取材・文●本田健介(サッカーダイジェスト編集部)

※ACLの新フォーマット
 2024−25シーズンからAFCチャンピオンズリーグエリート(ACLE)、AFCチャンピオンズリーグ2(ACL2)、AFCチャレンジリーグ(ACGL)の3つのレベルの大会に再編。

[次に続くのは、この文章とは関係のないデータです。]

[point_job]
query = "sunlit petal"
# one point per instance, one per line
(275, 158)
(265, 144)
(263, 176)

 ACLEはこれまでより少ない24クラブの出場で、グループステージは東地区、西地区それぞれ12チームに分かれ、8クラブと1試合ずつ対戦(ホーム4試合、アウェー4試合)。各地区上位8クラブがラウンド16(東地区の1位対8位など各地区内の順位によって対戦相手が決定)に進出し、ホーム&アウェーの2試合合計スコアで勝利したクラブが準々決勝へ。準々決勝から決勝は東地区と西地区が合わさったトーナメント戦で、2025年4月25日から5月4日までサウジアラビアで集中開催される予定。
 
 優勝クラブは賞金1000万ドル(約14億6000万円)に加え、4年に1回開催されるFIFAクラブワールドカップ(2029年大会)の出場権を獲得する。
 
 川崎はグループステージで蔚山(韓国/アウェー)、光州(韓国/ホーム)、上海申花(中国/アウェー)、上海海港(中国/ホーム)、ブリーラム(タイ/アウェー)、山東(中国/ホーム)、浦項(韓国/アウェー)、セントラルコースト(オーストラリア/ホーム)と対戦する。